Dieses Thema im Programm: MDR AKTUELL | Das Nachrichtenradio | 27. September 2023 | 07:30 Uhr

27 Kommentare

Goldloeckchen vor 31 Wochen

„als bei Menschen die seit 1949 wirtschaftliche und politische Stabilität und persönlichen Wohlstand erlebt haben.“

Weil die keine Erfahrung mit einer Diktatur hatten, ist das kein Vorteil wenn diese an die Tür klopft 🇩🇪😉

🫣☝️😉😂

Thommi Tulpe vor 31 Wochen

Ich habe nicht bewertet, ob dieser Kampf ultralinks kontra ultrarechts notwendig ist. Dieser ist allerdings nicht erst in unserer jüngeren Geschichte existent. Radikales ist keine "Erfindung" der Neuzeit, auch keine "typisch deutsche Erscheinung".
Sicher bräuchten wir von allem sehr viel mehr, was Sie ansprechen. Aber wie soll man z. B. zu mehr Respekt in für "in Regierungsverantwortung gewählte Politiker" gewinnen, wenn es selbst in der Regierung an Respekt unter den Koalitionspartnern fehlt, erschwerend hinzu Politiker aller Couleur sich gegenseitig "beschießen" - FDP gegen Grüne, CDU gegen die "Ampel", alle gegen Nazis, Blaubraun gegen alles ...?
Und Sie sehen selber die aktuelle Entwicklung: Für Nächstenliebe, Mitmenschlichkeit und Humanismus sind offensichtlich in Deutschland zu wenig Unterbringungsmöglichkeiten, zu wenige Kindergärten, zu wenige Schulen vorhanden.

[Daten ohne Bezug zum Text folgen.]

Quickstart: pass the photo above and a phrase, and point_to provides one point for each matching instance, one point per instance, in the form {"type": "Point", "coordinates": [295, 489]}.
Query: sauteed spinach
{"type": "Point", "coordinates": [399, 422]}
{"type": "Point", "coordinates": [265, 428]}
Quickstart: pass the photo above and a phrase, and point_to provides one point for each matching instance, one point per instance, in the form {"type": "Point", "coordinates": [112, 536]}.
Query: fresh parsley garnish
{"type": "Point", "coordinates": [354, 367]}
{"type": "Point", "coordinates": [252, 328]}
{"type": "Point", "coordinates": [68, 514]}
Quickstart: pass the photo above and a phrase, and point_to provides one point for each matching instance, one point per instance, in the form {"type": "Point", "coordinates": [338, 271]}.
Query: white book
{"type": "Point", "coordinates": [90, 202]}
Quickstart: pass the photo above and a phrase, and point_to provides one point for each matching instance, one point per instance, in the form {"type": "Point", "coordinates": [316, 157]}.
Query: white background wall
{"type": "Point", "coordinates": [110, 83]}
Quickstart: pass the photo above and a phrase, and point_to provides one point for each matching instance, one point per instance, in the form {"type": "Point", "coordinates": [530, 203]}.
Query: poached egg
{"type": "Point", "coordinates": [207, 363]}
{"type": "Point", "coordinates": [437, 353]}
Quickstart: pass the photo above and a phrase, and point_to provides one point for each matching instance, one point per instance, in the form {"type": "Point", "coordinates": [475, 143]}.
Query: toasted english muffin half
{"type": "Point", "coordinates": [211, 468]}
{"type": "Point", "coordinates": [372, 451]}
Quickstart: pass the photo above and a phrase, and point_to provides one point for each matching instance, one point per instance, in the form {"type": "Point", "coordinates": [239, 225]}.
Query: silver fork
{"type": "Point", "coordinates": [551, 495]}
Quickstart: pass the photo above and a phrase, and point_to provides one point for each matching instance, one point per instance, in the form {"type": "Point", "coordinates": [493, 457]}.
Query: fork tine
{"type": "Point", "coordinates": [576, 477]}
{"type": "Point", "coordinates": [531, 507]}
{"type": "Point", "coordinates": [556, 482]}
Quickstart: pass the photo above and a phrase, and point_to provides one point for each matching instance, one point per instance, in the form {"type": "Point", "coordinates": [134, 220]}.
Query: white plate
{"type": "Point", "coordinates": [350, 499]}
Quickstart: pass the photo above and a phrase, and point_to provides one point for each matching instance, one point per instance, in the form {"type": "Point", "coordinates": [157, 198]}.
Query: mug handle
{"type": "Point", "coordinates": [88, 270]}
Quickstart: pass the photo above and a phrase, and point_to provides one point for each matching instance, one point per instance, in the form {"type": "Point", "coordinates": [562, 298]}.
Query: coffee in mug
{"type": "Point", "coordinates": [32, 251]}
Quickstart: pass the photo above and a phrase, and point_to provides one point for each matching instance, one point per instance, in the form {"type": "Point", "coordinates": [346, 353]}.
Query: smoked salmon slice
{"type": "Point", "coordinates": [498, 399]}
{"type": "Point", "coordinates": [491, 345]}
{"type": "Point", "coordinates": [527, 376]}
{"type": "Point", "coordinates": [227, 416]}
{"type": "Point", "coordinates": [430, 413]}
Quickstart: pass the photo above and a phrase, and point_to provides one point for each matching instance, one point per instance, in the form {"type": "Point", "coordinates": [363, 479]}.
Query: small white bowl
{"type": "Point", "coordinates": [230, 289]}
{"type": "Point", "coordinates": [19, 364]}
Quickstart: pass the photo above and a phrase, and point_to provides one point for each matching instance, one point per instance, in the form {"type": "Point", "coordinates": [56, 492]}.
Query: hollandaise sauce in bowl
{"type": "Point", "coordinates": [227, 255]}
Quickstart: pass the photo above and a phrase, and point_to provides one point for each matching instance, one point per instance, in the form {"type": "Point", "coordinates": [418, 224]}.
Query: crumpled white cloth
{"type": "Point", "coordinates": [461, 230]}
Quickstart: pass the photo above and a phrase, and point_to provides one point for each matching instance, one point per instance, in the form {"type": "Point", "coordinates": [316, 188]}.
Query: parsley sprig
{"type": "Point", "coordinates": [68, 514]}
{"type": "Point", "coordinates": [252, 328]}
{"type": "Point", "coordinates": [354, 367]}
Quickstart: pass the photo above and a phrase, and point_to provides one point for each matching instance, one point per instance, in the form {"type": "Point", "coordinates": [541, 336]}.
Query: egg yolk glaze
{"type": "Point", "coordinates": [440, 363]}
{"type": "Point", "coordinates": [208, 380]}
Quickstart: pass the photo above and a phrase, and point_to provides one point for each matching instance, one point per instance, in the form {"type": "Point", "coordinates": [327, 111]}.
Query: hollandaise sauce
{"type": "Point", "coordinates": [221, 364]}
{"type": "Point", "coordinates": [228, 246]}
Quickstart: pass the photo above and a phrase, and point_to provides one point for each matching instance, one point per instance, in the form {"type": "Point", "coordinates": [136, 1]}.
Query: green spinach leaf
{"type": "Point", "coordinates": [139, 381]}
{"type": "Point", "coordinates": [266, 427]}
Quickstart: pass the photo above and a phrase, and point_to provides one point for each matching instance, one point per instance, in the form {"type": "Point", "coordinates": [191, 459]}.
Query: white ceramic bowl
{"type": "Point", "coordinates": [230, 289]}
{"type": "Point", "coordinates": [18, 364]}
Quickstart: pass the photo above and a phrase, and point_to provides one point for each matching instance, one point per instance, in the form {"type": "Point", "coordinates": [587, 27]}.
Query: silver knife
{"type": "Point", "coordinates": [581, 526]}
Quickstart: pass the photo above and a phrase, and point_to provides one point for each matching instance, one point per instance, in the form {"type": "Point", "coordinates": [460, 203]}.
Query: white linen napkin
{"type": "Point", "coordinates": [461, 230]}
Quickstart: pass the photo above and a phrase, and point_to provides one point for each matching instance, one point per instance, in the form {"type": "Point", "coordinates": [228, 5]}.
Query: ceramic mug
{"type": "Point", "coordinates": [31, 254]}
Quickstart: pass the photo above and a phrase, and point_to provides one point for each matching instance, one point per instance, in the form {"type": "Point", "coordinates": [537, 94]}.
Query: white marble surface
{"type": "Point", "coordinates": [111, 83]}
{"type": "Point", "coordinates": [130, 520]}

Thommi Tulpe vor 31 Wochen

Nach der Wende waren im Osten Deutschlands Porno-Zeitschriften genau so leicht zu verkaufen wie Rechtsradikales. Beides war in der DDR verboten, obwohl es sicher in Bezug auf die "Schmuddel-Heftchen" sowie Braunes Leute gab, welche selbst im "real existierenden Sozialismus" sowas gern gehabt hätten.